Perfectionniste, Giraudeau était sans doute trop dur avec lui-même, ou simplement trop modeste. Ce fut en tout cas la croisée des chemins pour cet artiste-né, amoureux de la musique. Pour celle de son film qui se déroulait au XVIIIe siècle, en « SénéGambie », voici ce qu’il nous confiait alors [cf. Chorus 16, été 1996] : « J’avais imaginé mon clavecin au bord du fleuve, le théorbe marié à la kora, la voix du contre-ténor enveloppée du chant des femmes et des plaintes d’esclaves étouffées par le ressac. René-Marc Bini [le compositeur] a précédé l’aventure, composant ce que je rêvais d’entendre… La musique est ainsi qu’elle nous lie. »
Et à notre collaborateur qui s’étonnait du culot de placer sur un pied d’égalité le clavecin de Couperin et les tambours mandingues, il expliquait : « C’est tout l’intérêt du regard que nous pouvons porter aujourd’hui sur un tel sujet : la tolérance de la différence et, même, de la fusion possible entre des éléments qu’on croyait naguère contradictoires… Écoutez ce que l’on parvient à faire aujourd’hui dans ce que l’on appelle la world music.
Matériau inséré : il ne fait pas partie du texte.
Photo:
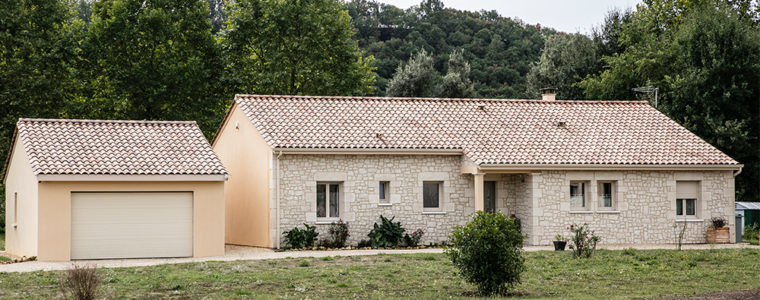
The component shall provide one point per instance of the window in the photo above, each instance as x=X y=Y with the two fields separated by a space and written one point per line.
x=328 y=200
x=578 y=196
x=606 y=194
x=384 y=194
x=686 y=198
x=431 y=194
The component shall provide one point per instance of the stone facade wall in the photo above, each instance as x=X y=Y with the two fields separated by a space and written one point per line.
x=359 y=176
x=645 y=208
x=644 y=211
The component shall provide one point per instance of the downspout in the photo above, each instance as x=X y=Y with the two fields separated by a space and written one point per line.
x=738 y=171
x=277 y=186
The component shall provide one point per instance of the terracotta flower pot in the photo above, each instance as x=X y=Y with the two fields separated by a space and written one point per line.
x=718 y=235
x=559 y=245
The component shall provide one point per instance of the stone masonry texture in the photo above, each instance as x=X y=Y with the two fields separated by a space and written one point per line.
x=643 y=210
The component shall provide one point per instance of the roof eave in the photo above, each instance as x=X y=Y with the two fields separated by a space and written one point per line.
x=665 y=167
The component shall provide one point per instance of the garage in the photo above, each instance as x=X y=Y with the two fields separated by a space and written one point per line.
x=131 y=225
x=107 y=189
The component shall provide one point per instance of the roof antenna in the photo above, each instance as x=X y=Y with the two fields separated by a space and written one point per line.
x=648 y=89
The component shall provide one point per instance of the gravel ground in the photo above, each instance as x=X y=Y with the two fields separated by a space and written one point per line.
x=252 y=253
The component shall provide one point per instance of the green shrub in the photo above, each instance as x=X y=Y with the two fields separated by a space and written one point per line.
x=488 y=252
x=338 y=235
x=414 y=239
x=301 y=238
x=583 y=241
x=386 y=235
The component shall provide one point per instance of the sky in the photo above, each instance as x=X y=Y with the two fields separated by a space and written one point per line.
x=564 y=15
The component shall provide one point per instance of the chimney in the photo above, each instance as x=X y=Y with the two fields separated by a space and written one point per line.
x=548 y=94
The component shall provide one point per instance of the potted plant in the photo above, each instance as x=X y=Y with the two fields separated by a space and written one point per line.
x=559 y=242
x=718 y=233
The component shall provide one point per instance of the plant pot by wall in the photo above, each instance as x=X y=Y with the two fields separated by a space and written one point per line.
x=718 y=235
x=559 y=245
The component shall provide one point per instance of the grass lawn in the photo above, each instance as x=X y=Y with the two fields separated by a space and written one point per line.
x=610 y=274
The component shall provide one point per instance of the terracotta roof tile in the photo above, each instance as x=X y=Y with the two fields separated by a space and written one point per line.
x=488 y=131
x=117 y=147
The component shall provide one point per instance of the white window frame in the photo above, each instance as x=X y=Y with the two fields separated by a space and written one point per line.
x=328 y=213
x=585 y=184
x=384 y=189
x=440 y=196
x=613 y=195
x=684 y=200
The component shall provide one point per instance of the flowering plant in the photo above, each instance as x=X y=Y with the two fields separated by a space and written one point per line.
x=583 y=240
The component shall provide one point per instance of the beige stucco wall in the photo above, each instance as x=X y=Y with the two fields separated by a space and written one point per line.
x=645 y=210
x=54 y=243
x=360 y=205
x=20 y=240
x=247 y=158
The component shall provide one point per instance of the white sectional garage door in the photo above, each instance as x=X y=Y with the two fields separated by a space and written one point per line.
x=131 y=225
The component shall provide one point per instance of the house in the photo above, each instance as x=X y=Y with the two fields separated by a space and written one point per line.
x=622 y=166
x=87 y=189
x=750 y=214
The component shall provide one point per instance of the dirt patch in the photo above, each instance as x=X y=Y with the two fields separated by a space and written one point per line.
x=727 y=295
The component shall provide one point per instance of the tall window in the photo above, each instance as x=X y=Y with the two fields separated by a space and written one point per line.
x=686 y=198
x=606 y=194
x=15 y=207
x=328 y=200
x=384 y=194
x=578 y=195
x=431 y=194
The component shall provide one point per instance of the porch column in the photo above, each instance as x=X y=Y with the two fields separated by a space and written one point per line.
x=479 y=203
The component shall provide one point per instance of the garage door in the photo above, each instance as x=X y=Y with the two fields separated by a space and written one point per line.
x=131 y=225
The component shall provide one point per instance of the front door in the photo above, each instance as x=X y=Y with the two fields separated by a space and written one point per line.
x=489 y=196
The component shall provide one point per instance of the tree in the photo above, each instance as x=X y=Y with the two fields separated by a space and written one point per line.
x=457 y=83
x=154 y=60
x=715 y=92
x=566 y=59
x=703 y=56
x=295 y=47
x=38 y=46
x=416 y=79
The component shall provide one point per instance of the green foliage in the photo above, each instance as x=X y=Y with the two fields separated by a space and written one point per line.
x=583 y=241
x=416 y=79
x=565 y=59
x=338 y=232
x=294 y=48
x=704 y=56
x=297 y=238
x=488 y=252
x=388 y=234
x=457 y=83
x=413 y=240
x=499 y=49
x=154 y=60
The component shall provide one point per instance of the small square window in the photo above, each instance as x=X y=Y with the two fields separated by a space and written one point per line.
x=578 y=195
x=384 y=190
x=431 y=192
x=607 y=191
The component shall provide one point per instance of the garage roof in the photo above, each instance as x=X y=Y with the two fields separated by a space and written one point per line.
x=98 y=147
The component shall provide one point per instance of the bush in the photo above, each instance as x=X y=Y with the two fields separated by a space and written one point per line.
x=583 y=241
x=414 y=239
x=386 y=235
x=488 y=252
x=301 y=238
x=718 y=222
x=80 y=282
x=338 y=235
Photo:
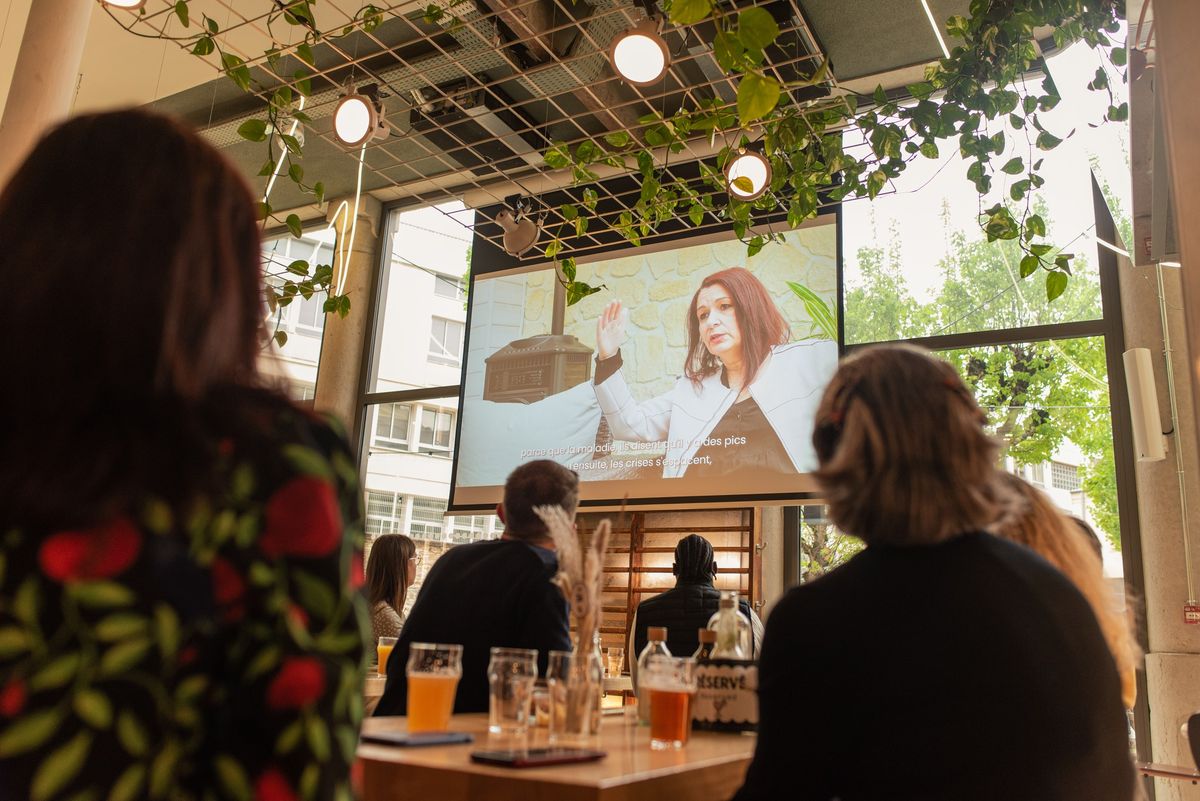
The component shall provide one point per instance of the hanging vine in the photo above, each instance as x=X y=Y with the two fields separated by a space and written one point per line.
x=966 y=98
Loin de moi l’idée d’affirmer que toutes les tentatives sont réussies, mais certains musiciens sont parvenus à de véritables chefs-d’œuvre. L’audace du compositeur René-Marc Bini participe de cette création à l’échelle du monde et du grand répertoire : violon ou balafon ? Violon ET balafon ! Vive le métissage ! »
Que disais-je, déjà, en début d’article ? Juste quelqu’un de bien…
Sans avoir bénéficié de la moindre éducation musicale, Bernard fit preuve assez tôt de goûts musicaux aussi larges que pertinents : « J’ai été fasciné par les voix du bout du monde, celles des Philippines, et aussi par la musique des Andes : la kena et le charango ont pour moi la magie du voyage immédiat. » Beatles et Stones, « bien sûr » côté anglo-saxon, Bix Beiderbecke versant jazz… Et la chanson française ? « Je ne vais pas briller par l’originalité, avouait-il, mais je possède en moi un profond attachement pour les supergrands que sont Jacques Brel, Léo Ferré ou Georges Brassens. »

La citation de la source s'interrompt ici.